2.1.1. Base form and number

The Word in LemmaProper is the base form of the respective paradigm. This means nominative singular for nouns, the same plus masculine positive for adjectives, similarly for pronouns and numerals. Verbs are represented by their infinitive forms.

The Number in LemmaProper helps to distinguish several senses of a homonymous base form. It should neither be zero nor start with zero. The used numbers need not form a continuous sequence. Sometimes a particular number is repeatedly used for a special kind of word (e.g. the lemmas numbered "-99" are almost invariantly authors' signatures and their Category/Style part is "_:B_;S"). Conventions of this kind exist solely for the convenience of a human reader but they are not meant to signal anything to a processing program. No conclusions should be ever drawn from the value of the lemma number! There is no warranty that an observed number "semantics" holds anywhere else. Other sources of information, such as the AddInfo text, should be used instead.

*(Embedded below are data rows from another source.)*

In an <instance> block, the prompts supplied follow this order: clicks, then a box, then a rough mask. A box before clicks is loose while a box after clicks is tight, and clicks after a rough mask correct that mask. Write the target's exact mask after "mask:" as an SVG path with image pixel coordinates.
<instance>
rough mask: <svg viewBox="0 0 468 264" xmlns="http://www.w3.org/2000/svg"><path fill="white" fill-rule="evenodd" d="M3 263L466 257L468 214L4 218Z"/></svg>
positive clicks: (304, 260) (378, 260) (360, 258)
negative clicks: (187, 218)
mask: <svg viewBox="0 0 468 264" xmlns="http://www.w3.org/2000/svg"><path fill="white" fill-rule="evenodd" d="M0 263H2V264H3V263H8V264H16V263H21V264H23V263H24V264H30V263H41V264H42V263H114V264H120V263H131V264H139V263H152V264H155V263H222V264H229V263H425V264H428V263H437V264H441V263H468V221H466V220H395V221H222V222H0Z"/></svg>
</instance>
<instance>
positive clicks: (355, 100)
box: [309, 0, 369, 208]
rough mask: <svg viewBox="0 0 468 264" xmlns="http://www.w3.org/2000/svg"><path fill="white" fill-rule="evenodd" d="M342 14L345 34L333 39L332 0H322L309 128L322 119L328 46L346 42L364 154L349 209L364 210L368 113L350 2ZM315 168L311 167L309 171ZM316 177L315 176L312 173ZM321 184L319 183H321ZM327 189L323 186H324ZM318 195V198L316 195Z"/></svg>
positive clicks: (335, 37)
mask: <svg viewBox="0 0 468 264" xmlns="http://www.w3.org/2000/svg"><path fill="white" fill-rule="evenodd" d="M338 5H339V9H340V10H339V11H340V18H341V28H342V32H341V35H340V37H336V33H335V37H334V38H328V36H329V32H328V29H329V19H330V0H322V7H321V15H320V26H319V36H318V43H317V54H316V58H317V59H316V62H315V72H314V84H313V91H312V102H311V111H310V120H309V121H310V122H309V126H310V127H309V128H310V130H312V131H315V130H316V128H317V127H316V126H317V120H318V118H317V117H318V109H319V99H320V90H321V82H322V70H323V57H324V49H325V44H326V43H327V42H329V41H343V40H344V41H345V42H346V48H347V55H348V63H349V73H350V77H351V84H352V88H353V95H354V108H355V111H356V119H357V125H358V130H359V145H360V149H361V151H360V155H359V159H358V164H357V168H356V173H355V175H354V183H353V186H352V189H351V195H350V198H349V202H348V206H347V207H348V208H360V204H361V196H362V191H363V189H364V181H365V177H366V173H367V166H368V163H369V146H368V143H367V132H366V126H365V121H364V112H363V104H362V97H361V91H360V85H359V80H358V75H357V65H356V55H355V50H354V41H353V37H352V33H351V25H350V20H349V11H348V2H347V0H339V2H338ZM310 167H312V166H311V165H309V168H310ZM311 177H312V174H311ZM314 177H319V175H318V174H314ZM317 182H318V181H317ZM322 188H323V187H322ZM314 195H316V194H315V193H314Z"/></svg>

The following rules shall hold for each group of lemmas sharing the same base form.

Unfortunately many lemmas are not covered by our automatic morphological analyzer. Such lemmas were created by the annotators, and the administrator of the lexicon should later make their numbers and/or suffixes consistent and conformant to the above rules. In many cases it was not manageable to complete this task for PDT 2.0.

Base form in lemma is case-sensitive. Of course, words that have to be always capitalized in writing, have their lemma capitalized as well. As a consequence, špaček (starling) and Špaček_;S need not be distinguished by numbers (or they can both use the same number). However, although not required, the unique numbering of such cases is recommended.

Sometimes the numbering of lemmas reflect that their base form is homonymous with another word, although the other meaning is not base form. For instance, žena is a noun (meaning woman) but it can also be transgressive form of the verb hnát. The morphological analyzer may assign different numbers to both meanings of žena, although the latter is not a base form. As a consequence, there may be lemma žena-2 even if there is no other lemma with the same base form. Such behavior is allowed but not required.